At the very end of the selection process, I concluded that one part of the church was not represented: the youths. A majority of the committee responded by saying that a high school student would be too immature to make a meaningful contribution to a community-changing decision. Others simply said, “The kids should not have a voice in this.” I, of course, disagreed.
So it was that I appointed a young woman, junior in high school, whose father was a local lawyer and active member in the church community. After a brief furor erupted, the committee embraced the kid, and our work began in earnest.
As anyone who has served on a search committee knows, the process is complex and tedious. Marketing the position, looking at resumes, weeding out candidates, checking references, narrowing the list, making visits to see the candidates in action, narrowing the list further, inviting finalists for interviews, verifying credentials, and interviewing members of their current church. Weekly meetings at night, traveling on weekends, and sharing viewpoints with each other.

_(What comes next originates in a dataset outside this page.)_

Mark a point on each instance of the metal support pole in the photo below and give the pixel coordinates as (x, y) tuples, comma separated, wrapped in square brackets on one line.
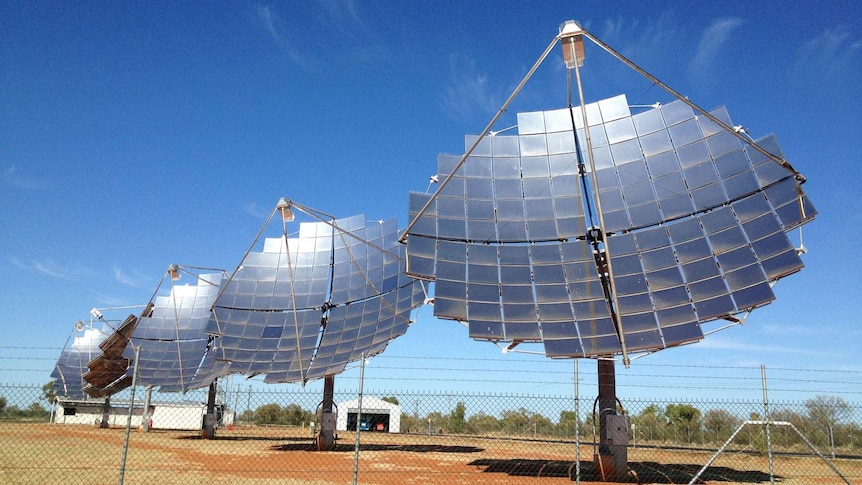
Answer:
[(577, 427), (767, 419), (358, 421), (326, 435), (146, 418), (129, 418), (208, 429), (612, 457), (106, 413)]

As fate would have it, one young woman from the Baltimore area, where our daughter was in school, really impressed the group that went to see her in the pulpit. By chance, I knew one of her parishioners, who spoke with the highest esteem for her talents. And she moved to our finalist list and came for a visit. The committee was impressed.
As the committee began discussing the two finalists, the schism became obvious. “We have never had a woman rector,” flatly stated the editor of a local paper, “and we shouldn’t start now.” Others chimed in on both sides. My dream of a unanimous vote seemed fractured beyond hope.
And that is when she spoke. Our high school student looked around the room crowded with educated, intelligent adults and looked deep into our eyes, “My entire life, all of you have told me to dream, that I could be anything that I wanted. A doctor, lawyer, teacher, or governor. If you are now saying that she cannot be our rector because she is a woman, you have been lying to me.” “My dreams are shattered,” she concluded.
In a most poignant and moving moment, my dream of a unified committee voice was fulfilled. We called a woman to be rector for the first time in the church’s one-hundred-plus years of existence. The vote was unanimous. As noted, not everyone was thrilled. But change is hard.
To our young high school hero, I simply said, “Thank you. Dream on!”